Ensemble-Based Event Camera Place Recognition under Varying Illumination
Therese Joseph, Tobias Fischer, Michael J Milford
AI summary
Problem
Event-based visual place recognition struggles under severe illumination changes, and prior ensemble methods only fuse across temporal resolutions, leaving reconstruction and feature diversity underexplored.
Approach
The authors aggregate similarity scores from multiple event-to-frame reconstruction methods, state-of-the-art VPR feature extractors, and varying temporal resolutions, combined with a modified sequence matching algorithm that adapts to dynamic history lengths.
Key results
- Up to 77% relative improvement in Recall@1 across day-night transitions
- Comprehensive ablation of binning strategies, reconstruction methods, and feature extractors
- Modified sequence matching with dynamic history length and z-score normalization
- Validation on two long-term driving datasets without metric subsampling
Why it matters
Provides a robust, hardware-efficient solution for long-term localization and loop closure in autonomous vehicles operating under extreme lighting conditions.
Abstract
Compared to conventional cameras, event cameras provide a high dynamic range and low latency, offering greater robustness to rapid motion and challenging lighting conditions.
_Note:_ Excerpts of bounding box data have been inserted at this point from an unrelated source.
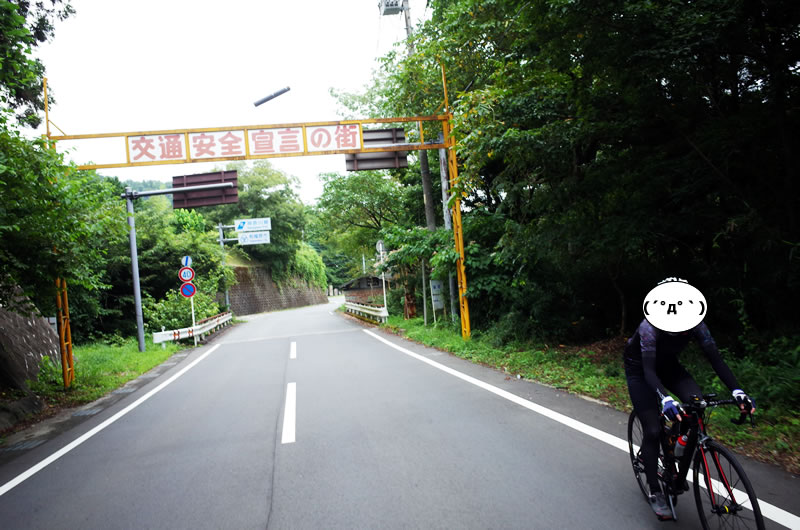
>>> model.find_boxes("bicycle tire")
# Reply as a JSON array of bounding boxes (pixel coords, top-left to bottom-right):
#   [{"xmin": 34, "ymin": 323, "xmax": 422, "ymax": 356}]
[
  {"xmin": 692, "ymin": 440, "xmax": 764, "ymax": 530},
  {"xmin": 628, "ymin": 411, "xmax": 664, "ymax": 502}
]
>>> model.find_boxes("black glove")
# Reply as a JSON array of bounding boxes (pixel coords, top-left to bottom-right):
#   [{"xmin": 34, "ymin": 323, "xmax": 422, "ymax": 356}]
[
  {"xmin": 661, "ymin": 396, "xmax": 683, "ymax": 421},
  {"xmin": 733, "ymin": 388, "xmax": 756, "ymax": 412}
]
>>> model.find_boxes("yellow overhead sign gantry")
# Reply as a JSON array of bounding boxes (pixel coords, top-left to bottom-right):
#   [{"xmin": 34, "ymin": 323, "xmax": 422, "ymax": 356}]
[{"xmin": 45, "ymin": 89, "xmax": 470, "ymax": 339}]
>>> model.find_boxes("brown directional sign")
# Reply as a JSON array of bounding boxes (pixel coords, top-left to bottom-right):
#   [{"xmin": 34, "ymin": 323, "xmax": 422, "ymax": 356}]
[
  {"xmin": 344, "ymin": 127, "xmax": 408, "ymax": 171},
  {"xmin": 172, "ymin": 171, "xmax": 239, "ymax": 209}
]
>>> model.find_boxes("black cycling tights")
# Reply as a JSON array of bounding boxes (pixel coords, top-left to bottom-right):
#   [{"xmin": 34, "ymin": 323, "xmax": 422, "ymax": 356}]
[{"xmin": 625, "ymin": 364, "xmax": 703, "ymax": 491}]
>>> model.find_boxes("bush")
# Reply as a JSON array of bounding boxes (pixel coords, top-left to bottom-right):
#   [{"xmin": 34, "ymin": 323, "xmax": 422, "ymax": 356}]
[{"xmin": 142, "ymin": 284, "xmax": 220, "ymax": 332}]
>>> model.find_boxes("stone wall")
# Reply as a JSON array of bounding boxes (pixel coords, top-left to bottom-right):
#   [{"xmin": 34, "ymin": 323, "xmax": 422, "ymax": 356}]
[
  {"xmin": 0, "ymin": 294, "xmax": 61, "ymax": 390},
  {"xmin": 229, "ymin": 267, "xmax": 328, "ymax": 315}
]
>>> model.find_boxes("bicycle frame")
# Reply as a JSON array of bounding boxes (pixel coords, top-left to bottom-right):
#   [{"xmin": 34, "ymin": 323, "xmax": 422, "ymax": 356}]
[{"xmin": 661, "ymin": 394, "xmax": 742, "ymax": 513}]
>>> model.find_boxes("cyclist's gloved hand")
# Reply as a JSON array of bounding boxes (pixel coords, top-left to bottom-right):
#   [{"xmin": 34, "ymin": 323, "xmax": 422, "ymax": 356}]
[
  {"xmin": 733, "ymin": 388, "xmax": 756, "ymax": 412},
  {"xmin": 661, "ymin": 396, "xmax": 683, "ymax": 421}
]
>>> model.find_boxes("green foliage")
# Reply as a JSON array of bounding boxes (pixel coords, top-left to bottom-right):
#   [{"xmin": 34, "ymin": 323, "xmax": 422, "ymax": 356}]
[
  {"xmin": 142, "ymin": 281, "xmax": 220, "ymax": 332},
  {"xmin": 354, "ymin": 0, "xmax": 800, "ymax": 349},
  {"xmin": 29, "ymin": 338, "xmax": 180, "ymax": 406},
  {"xmin": 203, "ymin": 160, "xmax": 306, "ymax": 278},
  {"xmin": 0, "ymin": 0, "xmax": 74, "ymax": 127},
  {"xmin": 0, "ymin": 129, "xmax": 125, "ymax": 314},
  {"xmin": 273, "ymin": 242, "xmax": 328, "ymax": 290}
]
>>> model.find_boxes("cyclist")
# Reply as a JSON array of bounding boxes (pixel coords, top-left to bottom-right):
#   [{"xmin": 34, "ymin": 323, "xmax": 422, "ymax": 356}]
[{"xmin": 625, "ymin": 290, "xmax": 755, "ymax": 520}]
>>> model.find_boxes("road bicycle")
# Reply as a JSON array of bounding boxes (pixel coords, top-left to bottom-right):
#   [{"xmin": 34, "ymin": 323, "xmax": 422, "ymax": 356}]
[{"xmin": 628, "ymin": 394, "xmax": 764, "ymax": 530}]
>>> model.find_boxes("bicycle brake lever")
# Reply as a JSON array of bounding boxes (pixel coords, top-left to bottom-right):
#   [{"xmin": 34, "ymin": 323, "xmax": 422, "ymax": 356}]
[{"xmin": 731, "ymin": 412, "xmax": 756, "ymax": 427}]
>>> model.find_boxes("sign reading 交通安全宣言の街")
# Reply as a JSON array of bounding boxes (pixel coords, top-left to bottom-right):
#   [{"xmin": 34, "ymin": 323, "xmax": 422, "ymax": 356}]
[{"xmin": 125, "ymin": 123, "xmax": 363, "ymax": 164}]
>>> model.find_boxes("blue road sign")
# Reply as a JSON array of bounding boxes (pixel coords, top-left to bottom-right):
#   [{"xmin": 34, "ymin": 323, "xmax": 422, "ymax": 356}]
[{"xmin": 181, "ymin": 282, "xmax": 197, "ymax": 298}]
Although the potential of event cameras for visual place recognition (VPR) has been established, developing robust VPR frameworks under severe illumination changes remains an open research problem. Here, we introduce an ensemble-based approach to event camera place recognition that combines sequence-matched results from multiple event-to- frame reconstructions, VPR feature extractors, and temporal resolutions. Unlike previous event-based ensemble methods, which only utilise temporal resolution, our broader fusion strategy delivers significantly improved robustness under varied lighting conditions (e.g., afternoon, sunset, night), achieving up to 77% relative improvement in Recall@1 across day-night transitions. We evaluate our approach on two long-term driving datasets (with 8 km per traverse) without metric subsampling, thereby preserving natural variations in speed and stop duration that influence event density. We also conduct a comprehensive analysis of key design choices, including binning strategies, reconstruction methods, and feature extractors, to identify the most critical components for robust performance. Additionally, we propose a modification to the standard sequence matching framework that enhances performance at longer sequence lengths. To facilitate future research, we release our codebase and benchmarking framework 1.